Henry Louis Mencken (September 12, 1880–January 29, 1956) was a newspaperman, magazine editor, literary critic, political pundit, language scholar, and curmudgeon. He was known as the "Sage of Baltimore," the city where he was born and where he died. Mencken resisted all attempts to lure him away from his native town to more lucrative literary pursuits in New York. He hated New York, loved Baltimore, and wrote of it with affection, nostalgia, and at times brutal honesty. He remains one of the city's most famous authors.
Mencken began his journalistic career in 1899 as a reporter for the Baltimore Morning Herald, and when that paper folded in 1906 he joined the Baltimore Sun, where he remained for the rest of his life. In 1908 he became book editor of the Smart Set magazine, and in 1914 he and his friend and colleague, George Jean Nathan, became its co-editors. They left the magazine in 1924 to found The American Mercury, which Mencken continued to edit until 1933.
Mencken's bludgeon-like, hammer-blow style, which he used to attack democracy and the "genteel tradition" in American literature, made him the most famous (and also the most hated) critic of the 1920s. But while engaged in these demolition projects he was also turning out edition after edition of a great scholarly work, The American Language (first published in 1919), in which he studied the way that English had developed in the United States.
Mencken's popularity and immense influence came to an end with the Depression for the simple reason that he refused for a long time to admit that anything had happened.
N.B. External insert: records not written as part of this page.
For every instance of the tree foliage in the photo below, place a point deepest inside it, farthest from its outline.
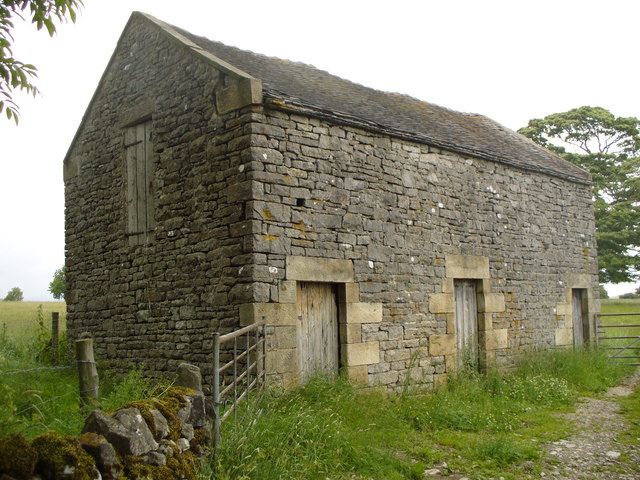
(58, 285)
(609, 148)
(15, 74)
(14, 295)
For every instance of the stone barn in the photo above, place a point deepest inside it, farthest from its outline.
(209, 187)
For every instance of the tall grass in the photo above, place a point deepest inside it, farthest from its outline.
(479, 424)
(35, 398)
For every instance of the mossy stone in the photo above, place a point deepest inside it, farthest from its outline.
(62, 457)
(17, 458)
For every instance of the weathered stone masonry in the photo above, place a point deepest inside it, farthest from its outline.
(255, 196)
(409, 219)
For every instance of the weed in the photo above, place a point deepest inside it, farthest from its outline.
(481, 424)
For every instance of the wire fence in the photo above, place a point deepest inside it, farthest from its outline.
(37, 369)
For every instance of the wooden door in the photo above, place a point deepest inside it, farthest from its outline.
(317, 305)
(580, 316)
(466, 316)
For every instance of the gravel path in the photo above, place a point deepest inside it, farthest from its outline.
(593, 452)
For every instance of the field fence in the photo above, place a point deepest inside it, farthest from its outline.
(244, 372)
(37, 369)
(621, 340)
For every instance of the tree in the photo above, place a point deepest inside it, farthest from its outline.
(14, 74)
(609, 148)
(14, 295)
(58, 285)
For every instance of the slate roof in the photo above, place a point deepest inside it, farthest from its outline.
(309, 88)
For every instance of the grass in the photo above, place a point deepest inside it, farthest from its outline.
(481, 426)
(21, 318)
(35, 398)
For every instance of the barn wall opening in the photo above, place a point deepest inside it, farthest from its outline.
(466, 322)
(318, 333)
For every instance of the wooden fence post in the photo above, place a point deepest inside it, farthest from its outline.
(216, 392)
(55, 334)
(87, 371)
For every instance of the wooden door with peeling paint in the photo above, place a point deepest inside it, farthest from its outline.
(317, 308)
(580, 316)
(466, 319)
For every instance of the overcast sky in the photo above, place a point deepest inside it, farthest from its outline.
(510, 60)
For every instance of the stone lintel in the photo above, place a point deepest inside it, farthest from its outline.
(283, 361)
(467, 266)
(358, 375)
(485, 321)
(361, 313)
(442, 345)
(286, 337)
(448, 286)
(441, 303)
(451, 323)
(318, 269)
(350, 293)
(351, 332)
(564, 309)
(287, 291)
(496, 339)
(491, 302)
(361, 353)
(268, 313)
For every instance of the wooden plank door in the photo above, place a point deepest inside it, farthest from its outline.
(317, 305)
(580, 316)
(466, 320)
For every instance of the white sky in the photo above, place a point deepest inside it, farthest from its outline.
(510, 60)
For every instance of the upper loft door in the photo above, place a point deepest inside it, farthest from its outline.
(317, 308)
(466, 317)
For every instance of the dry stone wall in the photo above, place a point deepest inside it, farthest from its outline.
(154, 438)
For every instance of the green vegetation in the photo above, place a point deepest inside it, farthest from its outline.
(621, 306)
(34, 398)
(480, 425)
(14, 74)
(58, 285)
(14, 295)
(20, 320)
(609, 149)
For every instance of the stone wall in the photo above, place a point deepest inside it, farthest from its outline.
(410, 219)
(156, 303)
(161, 437)
(250, 200)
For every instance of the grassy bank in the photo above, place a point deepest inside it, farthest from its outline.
(20, 319)
(37, 396)
(480, 426)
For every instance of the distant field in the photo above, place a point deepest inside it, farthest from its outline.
(20, 318)
(622, 306)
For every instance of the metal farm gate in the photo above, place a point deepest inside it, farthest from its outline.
(621, 339)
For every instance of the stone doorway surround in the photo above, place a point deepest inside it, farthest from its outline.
(282, 322)
(564, 310)
(490, 339)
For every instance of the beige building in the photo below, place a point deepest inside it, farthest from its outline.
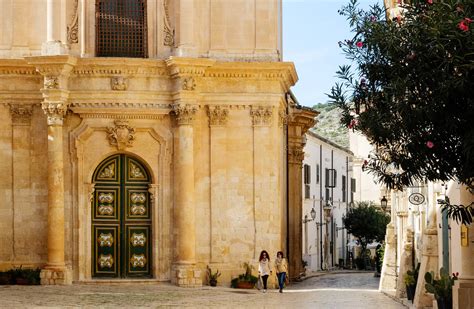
(146, 139)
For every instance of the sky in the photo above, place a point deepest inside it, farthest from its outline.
(311, 30)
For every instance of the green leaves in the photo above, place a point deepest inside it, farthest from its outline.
(409, 87)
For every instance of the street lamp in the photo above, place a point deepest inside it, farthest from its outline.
(383, 203)
(313, 213)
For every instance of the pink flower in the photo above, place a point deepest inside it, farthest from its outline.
(463, 26)
(353, 123)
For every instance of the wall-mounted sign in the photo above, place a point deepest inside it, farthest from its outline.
(416, 198)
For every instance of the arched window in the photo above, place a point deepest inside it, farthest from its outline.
(121, 29)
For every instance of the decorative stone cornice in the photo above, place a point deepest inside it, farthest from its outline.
(108, 67)
(55, 112)
(188, 84)
(21, 114)
(121, 135)
(119, 83)
(217, 115)
(17, 67)
(184, 113)
(261, 115)
(295, 154)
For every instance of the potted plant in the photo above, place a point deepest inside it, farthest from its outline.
(245, 280)
(212, 277)
(410, 279)
(442, 288)
(24, 276)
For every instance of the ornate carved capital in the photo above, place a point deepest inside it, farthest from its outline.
(295, 155)
(119, 83)
(168, 32)
(282, 118)
(122, 135)
(21, 114)
(73, 27)
(189, 83)
(261, 115)
(217, 115)
(55, 112)
(184, 113)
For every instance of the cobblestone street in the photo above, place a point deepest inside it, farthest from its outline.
(355, 290)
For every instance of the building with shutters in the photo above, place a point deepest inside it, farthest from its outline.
(146, 139)
(328, 191)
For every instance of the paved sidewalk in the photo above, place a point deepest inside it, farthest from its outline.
(164, 295)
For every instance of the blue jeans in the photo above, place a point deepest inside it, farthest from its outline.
(281, 279)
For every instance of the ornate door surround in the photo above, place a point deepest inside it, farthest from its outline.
(121, 219)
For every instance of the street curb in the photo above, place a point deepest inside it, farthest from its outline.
(336, 272)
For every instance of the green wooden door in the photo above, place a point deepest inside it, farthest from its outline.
(121, 219)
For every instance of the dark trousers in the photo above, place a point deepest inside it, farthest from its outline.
(264, 279)
(281, 279)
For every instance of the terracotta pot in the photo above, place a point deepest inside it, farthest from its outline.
(245, 285)
(411, 292)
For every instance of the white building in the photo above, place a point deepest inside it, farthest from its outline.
(328, 190)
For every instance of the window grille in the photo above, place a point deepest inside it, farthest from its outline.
(344, 188)
(307, 181)
(121, 29)
(331, 178)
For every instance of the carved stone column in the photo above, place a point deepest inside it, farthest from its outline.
(218, 164)
(55, 70)
(299, 122)
(185, 219)
(429, 260)
(21, 138)
(406, 263)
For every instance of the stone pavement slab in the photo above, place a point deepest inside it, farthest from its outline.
(163, 295)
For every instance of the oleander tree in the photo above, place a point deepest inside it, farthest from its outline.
(367, 223)
(410, 91)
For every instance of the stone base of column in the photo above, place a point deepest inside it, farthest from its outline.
(186, 276)
(463, 293)
(388, 277)
(54, 48)
(56, 276)
(429, 262)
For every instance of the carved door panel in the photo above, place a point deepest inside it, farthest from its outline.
(121, 219)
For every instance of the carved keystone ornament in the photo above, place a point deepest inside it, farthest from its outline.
(122, 135)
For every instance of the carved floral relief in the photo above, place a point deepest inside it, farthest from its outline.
(121, 135)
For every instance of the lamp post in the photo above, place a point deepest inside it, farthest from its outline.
(383, 203)
(327, 215)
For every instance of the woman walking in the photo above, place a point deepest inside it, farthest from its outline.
(264, 269)
(281, 269)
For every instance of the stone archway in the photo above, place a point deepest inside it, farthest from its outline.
(121, 219)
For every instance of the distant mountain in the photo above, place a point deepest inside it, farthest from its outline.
(329, 126)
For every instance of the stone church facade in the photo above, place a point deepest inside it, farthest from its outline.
(145, 140)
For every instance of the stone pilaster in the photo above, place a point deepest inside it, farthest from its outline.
(21, 138)
(388, 278)
(299, 121)
(218, 116)
(55, 70)
(429, 262)
(184, 272)
(406, 263)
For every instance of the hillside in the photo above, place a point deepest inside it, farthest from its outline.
(328, 125)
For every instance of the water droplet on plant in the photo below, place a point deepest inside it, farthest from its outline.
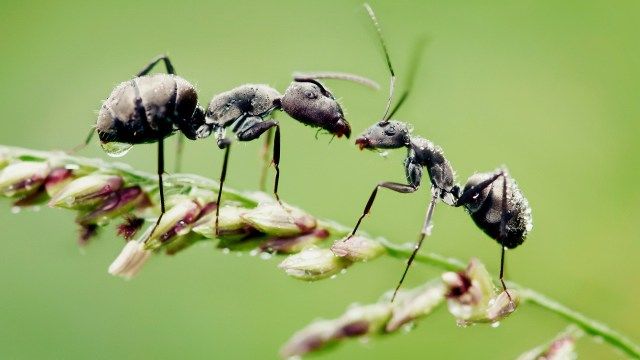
(462, 323)
(406, 328)
(116, 149)
(598, 339)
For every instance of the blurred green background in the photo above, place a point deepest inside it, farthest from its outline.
(548, 88)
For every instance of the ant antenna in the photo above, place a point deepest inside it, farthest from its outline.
(298, 76)
(392, 81)
(418, 50)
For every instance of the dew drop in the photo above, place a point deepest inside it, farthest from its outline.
(116, 149)
(406, 328)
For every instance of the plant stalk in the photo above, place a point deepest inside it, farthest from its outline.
(186, 181)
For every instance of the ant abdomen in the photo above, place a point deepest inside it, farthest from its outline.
(145, 109)
(490, 211)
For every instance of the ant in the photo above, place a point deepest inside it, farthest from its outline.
(247, 108)
(149, 108)
(503, 215)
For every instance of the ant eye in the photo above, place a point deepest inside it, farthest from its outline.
(390, 131)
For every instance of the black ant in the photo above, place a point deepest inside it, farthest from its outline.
(149, 108)
(503, 215)
(246, 110)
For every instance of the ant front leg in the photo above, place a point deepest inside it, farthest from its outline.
(160, 187)
(167, 63)
(413, 172)
(226, 145)
(426, 230)
(397, 187)
(253, 128)
(264, 155)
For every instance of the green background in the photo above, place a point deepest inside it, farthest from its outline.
(548, 88)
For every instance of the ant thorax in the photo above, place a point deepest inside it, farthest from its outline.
(245, 100)
(431, 156)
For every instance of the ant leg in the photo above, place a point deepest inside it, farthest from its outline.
(264, 155)
(469, 194)
(179, 148)
(86, 142)
(426, 231)
(223, 144)
(503, 233)
(154, 62)
(397, 187)
(160, 186)
(252, 129)
(276, 162)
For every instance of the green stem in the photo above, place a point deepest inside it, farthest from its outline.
(184, 181)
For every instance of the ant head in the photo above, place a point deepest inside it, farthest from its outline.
(309, 102)
(384, 135)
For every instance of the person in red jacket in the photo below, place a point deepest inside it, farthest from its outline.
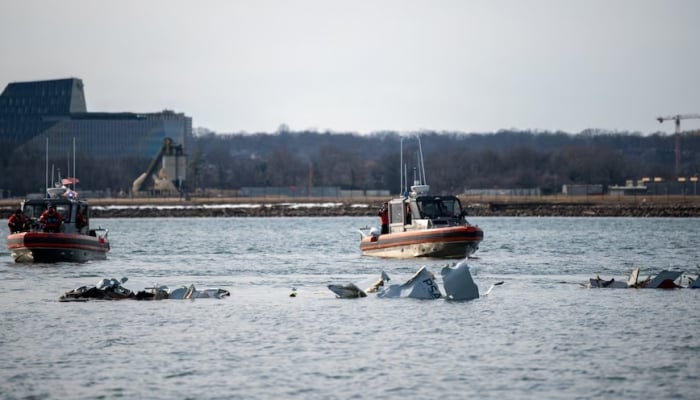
(17, 222)
(51, 220)
(384, 217)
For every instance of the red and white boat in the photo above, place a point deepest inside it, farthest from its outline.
(72, 243)
(423, 225)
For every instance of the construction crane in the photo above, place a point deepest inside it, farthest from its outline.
(678, 119)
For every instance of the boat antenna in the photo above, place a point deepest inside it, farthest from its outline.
(75, 175)
(424, 181)
(401, 168)
(46, 171)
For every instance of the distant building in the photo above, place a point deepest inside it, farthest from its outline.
(31, 112)
(582, 190)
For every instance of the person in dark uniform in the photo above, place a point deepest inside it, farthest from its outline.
(17, 222)
(51, 220)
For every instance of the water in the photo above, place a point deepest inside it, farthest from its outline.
(540, 335)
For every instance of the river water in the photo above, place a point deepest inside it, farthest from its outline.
(539, 335)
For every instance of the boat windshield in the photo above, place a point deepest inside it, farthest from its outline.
(439, 207)
(33, 210)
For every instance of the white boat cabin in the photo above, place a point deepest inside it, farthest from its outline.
(69, 209)
(421, 211)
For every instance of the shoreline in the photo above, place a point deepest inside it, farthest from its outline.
(554, 206)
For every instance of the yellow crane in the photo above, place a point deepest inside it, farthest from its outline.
(678, 119)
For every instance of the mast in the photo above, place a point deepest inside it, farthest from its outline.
(46, 171)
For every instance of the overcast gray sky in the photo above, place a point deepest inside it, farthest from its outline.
(365, 66)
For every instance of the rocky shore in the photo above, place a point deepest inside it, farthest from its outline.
(103, 209)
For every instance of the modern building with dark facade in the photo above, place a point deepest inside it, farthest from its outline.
(32, 112)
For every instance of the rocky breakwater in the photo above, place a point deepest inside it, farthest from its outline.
(546, 209)
(104, 208)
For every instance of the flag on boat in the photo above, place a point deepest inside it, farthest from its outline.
(69, 181)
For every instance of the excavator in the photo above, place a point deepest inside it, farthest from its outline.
(167, 169)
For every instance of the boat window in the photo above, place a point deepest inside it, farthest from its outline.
(64, 210)
(451, 207)
(395, 213)
(33, 210)
(439, 208)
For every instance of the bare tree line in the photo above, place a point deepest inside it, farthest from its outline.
(454, 162)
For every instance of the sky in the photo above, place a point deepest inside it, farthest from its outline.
(369, 65)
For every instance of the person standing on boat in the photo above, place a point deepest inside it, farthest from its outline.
(17, 222)
(80, 219)
(384, 217)
(51, 220)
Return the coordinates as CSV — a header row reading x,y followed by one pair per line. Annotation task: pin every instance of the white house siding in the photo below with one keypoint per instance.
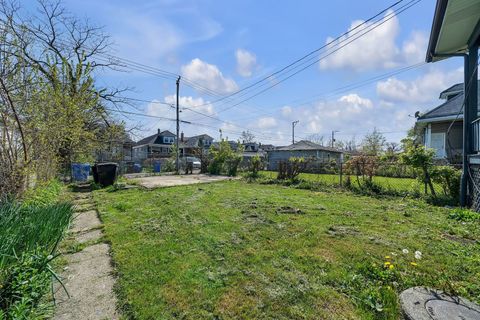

When he could no longer ignore the Depression, he claimed that its effects were being greatly exaggerated by the "incompetent unemployed." His fanatical hatred of Franklin D. Roosevelt made him reject and ridicule all the New Deal programs to restore the economy; he blamed Roosevelt for saddling the country with an impossible load of debt and for dragging it into World War II. But Mencken paid a heavy price for this attitude: By the mid-1930s his lone dissenting voice was largely ignored and forgotten.
Mencken came back in the early 1940s with three delightful volumes of autobiography (the Days books) and a new edition and two huge supplements of The American Language. These brought him a new, more solid reputation and a wider audience. But the publication of his Diary in 1989, with its blatant anti-Semitism, turned him once more, thirty-three years after his death, into a highly controversial figure.
Fecher, Charles A. Mencken: A Study of His Thought. 1978.
Fitzpatrick, Vincent. H. L. Mencken. 1989.
Hobson, Fred. Mencken: A Life. 1994.